I only need one person to like a piece of my art enough to buy it.
Single-person audience.
I don’t need to appeal to masses.
Just one.
Eye on the prize.
My mom says, "call on your ancestors," after we talk about personal growth.
I'm not all good, I'm not all bad. I'm some quasi-grayscale persona wandering this dirt patch.
Aren't we all?
I'm still discovering that we all are.
Climbed the hill yesterday. Like a champ. Cried a lil too.
Still crying a little today realizing the gravity of, “I made it out alive.” Genuinely thought I wouldn’t and that’s a terrible place to exist.
Good or bad cries don't really matter. Let it all go back to the universe collective.

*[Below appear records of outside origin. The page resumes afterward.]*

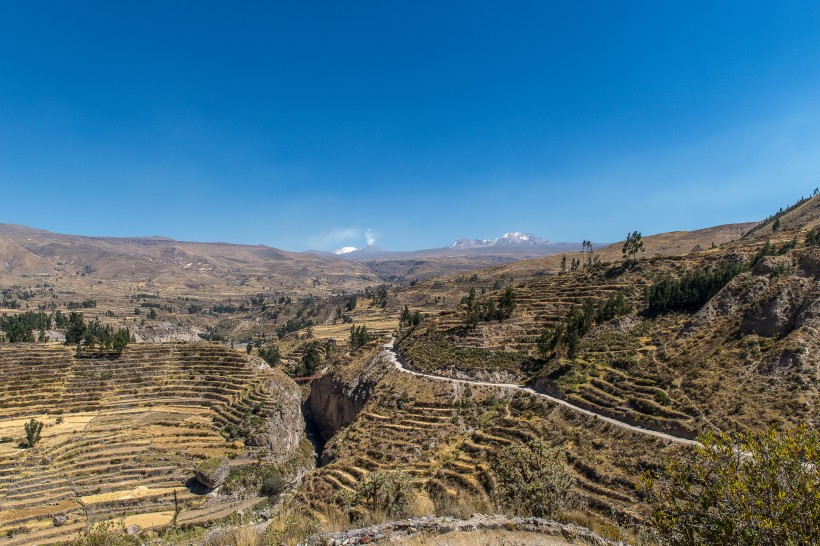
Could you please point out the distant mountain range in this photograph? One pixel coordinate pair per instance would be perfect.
(511, 245)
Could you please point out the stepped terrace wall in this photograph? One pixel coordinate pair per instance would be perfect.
(122, 435)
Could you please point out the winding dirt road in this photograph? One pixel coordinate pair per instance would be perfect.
(391, 354)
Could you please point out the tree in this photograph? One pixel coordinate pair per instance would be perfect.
(270, 354)
(756, 489)
(533, 480)
(359, 336)
(75, 330)
(632, 246)
(506, 304)
(121, 340)
(387, 494)
(33, 428)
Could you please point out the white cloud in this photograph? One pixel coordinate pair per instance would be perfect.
(339, 236)
(370, 235)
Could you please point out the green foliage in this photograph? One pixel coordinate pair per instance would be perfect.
(409, 318)
(632, 246)
(75, 328)
(33, 429)
(484, 310)
(271, 355)
(533, 480)
(691, 290)
(378, 297)
(751, 489)
(311, 360)
(359, 336)
(813, 237)
(770, 249)
(579, 321)
(387, 494)
(95, 335)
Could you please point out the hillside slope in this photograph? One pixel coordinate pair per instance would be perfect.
(122, 436)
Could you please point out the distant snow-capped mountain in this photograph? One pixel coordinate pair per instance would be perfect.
(511, 238)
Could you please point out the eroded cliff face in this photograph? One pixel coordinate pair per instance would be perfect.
(337, 398)
(284, 429)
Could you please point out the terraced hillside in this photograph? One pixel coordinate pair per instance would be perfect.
(123, 435)
(445, 435)
(739, 359)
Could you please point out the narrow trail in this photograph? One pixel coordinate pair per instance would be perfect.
(391, 354)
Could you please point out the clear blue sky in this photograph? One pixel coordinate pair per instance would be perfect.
(303, 124)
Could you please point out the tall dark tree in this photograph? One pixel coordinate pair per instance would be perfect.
(632, 246)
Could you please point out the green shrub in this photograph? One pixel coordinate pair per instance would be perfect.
(532, 479)
(750, 489)
(33, 429)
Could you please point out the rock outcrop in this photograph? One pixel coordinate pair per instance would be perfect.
(337, 398)
(285, 428)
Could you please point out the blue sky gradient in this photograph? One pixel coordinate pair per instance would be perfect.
(304, 124)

Cotton fabric for $13 / yard is criminal. Fuck that.
Gave away my howlite. It told me it was time to go, tucked into their pocket sweetly and playfully.
“Did you put something in my pocket?”
“Yes, yes I did!” with a childlike smile.
Dora trying to decide if she wants to stay or go. Obnoxiously hot in the sun next to me. But the shade is too far from my company.
She's still adapting to desert dog mode.
Clothes drying in the sun.
Tanning my cheeks.
Text message from Bubble Boy, more adventures. Gotta write that (picture) book too!
Have a whole shelf to fill. One book up there sitting still.
A long way to go and so close, thankfully.